Finnair has not authorised the offering of the New Notes to the public in any member state of the European Economic Area (the “EEA”) or in the United Kingdom (each a “relevant state”). All offers of the New Notes in that relevant state will be made pursuant to an exemption under Regulation 2017/1129 of the European Parliament and of the Council (as amended, the “Prospectus Regulation”) (as the Prospectus Regulation forms part of domestic law of the United Kingdom by virtue of the European Union (Withdrawal) Act 2018) from the requirement to produce a prospectus under the Prospectus Regulation for offers of securities. Accordingly, any person making or intending to make any offer of the New Notes within that relevant state should only do so in circumstances in which no obligation arises for Finnair or the Bookrunners to publish a prospectus under the Prospectus Regulation for such offer. Neither Finnair nor the Bookrunners have authorised, nor do they authorise, the making of any offer of securities through any financial intermediary. In relation to each relevant state an offer to the public of any New Notes may not be made in a relevant state, except that an offer of the New Notes to the public in a relevant state may be made as part of the Offering pursuant to the following exemptions from the Prospectus Regulation: (i) an offer is addressed solely to qualified investors as defined in the Prospectus Regulation, (ii) an offer is addressed to fewer than 150 natural or legal persons per relevant state (other than qualified investors as defined in the Prospectus Regulation) or (iii) in any other circumstances falling within Article 1(4) of the Prospectus Regulation, provided that no such offer of New Notes shall require Finnair or any Bookrunners to publish a prospectus pursuant to Article 3 of the Prospectus Regulation or supplement a prospectus pursuant to Article 23 of the Prospectus Regulation. For the purposes of this provision, the expression an “offer to the public” in relation to any of the New Notes in any relevant state means the communication in any form and by any means of sufficient information on the terms of the offer and any New Notes to be offered so as to enable an investor to decide to purchase any New Notes.

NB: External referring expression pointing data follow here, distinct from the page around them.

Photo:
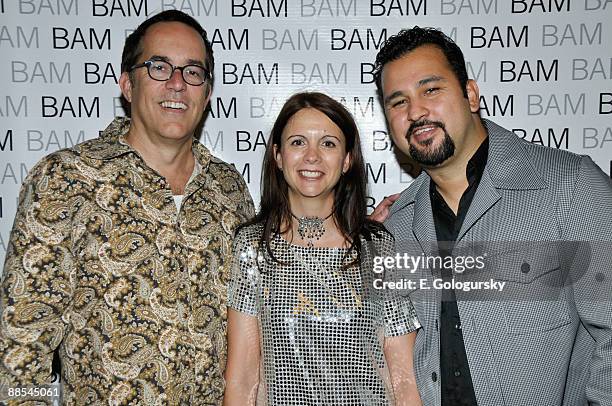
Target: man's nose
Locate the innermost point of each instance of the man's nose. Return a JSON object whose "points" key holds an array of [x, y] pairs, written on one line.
{"points": [[176, 81], [417, 111]]}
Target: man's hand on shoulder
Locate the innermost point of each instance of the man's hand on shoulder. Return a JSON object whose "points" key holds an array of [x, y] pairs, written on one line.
{"points": [[381, 212]]}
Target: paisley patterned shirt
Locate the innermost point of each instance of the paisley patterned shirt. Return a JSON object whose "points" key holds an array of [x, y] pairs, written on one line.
{"points": [[133, 292]]}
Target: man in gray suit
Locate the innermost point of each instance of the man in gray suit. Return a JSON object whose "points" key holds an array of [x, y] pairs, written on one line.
{"points": [[540, 217]]}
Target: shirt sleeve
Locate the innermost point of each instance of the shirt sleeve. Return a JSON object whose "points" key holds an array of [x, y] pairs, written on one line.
{"points": [[400, 316], [37, 281], [243, 285]]}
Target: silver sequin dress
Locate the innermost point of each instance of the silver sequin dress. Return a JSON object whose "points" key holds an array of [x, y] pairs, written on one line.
{"points": [[321, 326]]}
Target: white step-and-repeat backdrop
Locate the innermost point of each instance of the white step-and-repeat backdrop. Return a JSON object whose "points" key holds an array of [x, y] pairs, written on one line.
{"points": [[544, 68]]}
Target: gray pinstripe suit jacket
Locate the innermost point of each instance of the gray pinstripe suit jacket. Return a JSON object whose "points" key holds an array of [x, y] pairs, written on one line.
{"points": [[524, 352]]}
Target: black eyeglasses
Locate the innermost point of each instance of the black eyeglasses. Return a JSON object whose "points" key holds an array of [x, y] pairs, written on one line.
{"points": [[194, 75]]}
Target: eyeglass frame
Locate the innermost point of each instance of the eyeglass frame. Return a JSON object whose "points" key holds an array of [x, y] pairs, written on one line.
{"points": [[147, 64]]}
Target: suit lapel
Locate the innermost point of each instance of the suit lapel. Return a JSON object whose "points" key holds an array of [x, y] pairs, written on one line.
{"points": [[486, 196], [423, 225], [508, 167]]}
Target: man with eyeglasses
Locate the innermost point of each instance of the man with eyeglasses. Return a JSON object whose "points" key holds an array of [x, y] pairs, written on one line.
{"points": [[120, 250]]}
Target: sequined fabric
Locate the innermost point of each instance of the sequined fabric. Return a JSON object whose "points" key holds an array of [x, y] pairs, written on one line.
{"points": [[101, 264], [321, 326]]}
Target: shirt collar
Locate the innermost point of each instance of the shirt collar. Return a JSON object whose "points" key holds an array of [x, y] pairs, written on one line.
{"points": [[475, 166]]}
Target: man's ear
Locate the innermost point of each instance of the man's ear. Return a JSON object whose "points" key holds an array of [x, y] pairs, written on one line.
{"points": [[125, 83], [473, 95]]}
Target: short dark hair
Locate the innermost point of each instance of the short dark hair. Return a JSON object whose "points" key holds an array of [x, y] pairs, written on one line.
{"points": [[408, 40], [132, 49], [349, 209]]}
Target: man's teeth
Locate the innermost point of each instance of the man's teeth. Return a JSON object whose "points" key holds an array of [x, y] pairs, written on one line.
{"points": [[174, 105], [423, 129], [310, 174]]}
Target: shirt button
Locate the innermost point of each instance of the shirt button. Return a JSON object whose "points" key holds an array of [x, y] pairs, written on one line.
{"points": [[525, 267]]}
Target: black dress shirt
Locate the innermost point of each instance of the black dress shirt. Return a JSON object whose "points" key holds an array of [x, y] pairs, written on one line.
{"points": [[456, 380]]}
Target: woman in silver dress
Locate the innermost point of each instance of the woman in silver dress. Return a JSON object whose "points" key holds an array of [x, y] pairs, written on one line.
{"points": [[301, 304]]}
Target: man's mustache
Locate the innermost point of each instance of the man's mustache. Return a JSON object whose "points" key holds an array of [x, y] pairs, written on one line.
{"points": [[422, 123]]}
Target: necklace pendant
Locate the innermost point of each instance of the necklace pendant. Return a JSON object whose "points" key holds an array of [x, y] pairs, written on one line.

The information provided in this release and any offer materials relating to the New Notes is addressed to and directed only at persons in the United Kingdom in circumstances where provisions of section 21(1) of the Financial Services and Markets Act 2000, as amended, do not apply and are solely directed at persons in the United Kingdom who (a) have professional experience in matters relating to investments falling within Article 19(1) of the Order or (b) persons falling within Article 49(2)(a) to (d) of the Order, or other persons to whom they may be lawfully communicated (all such persons together being referred to as “relevant persons”). This release is directed only at relevant persons and any person who is not a relevant person must not act or rely on this release or any of its contents.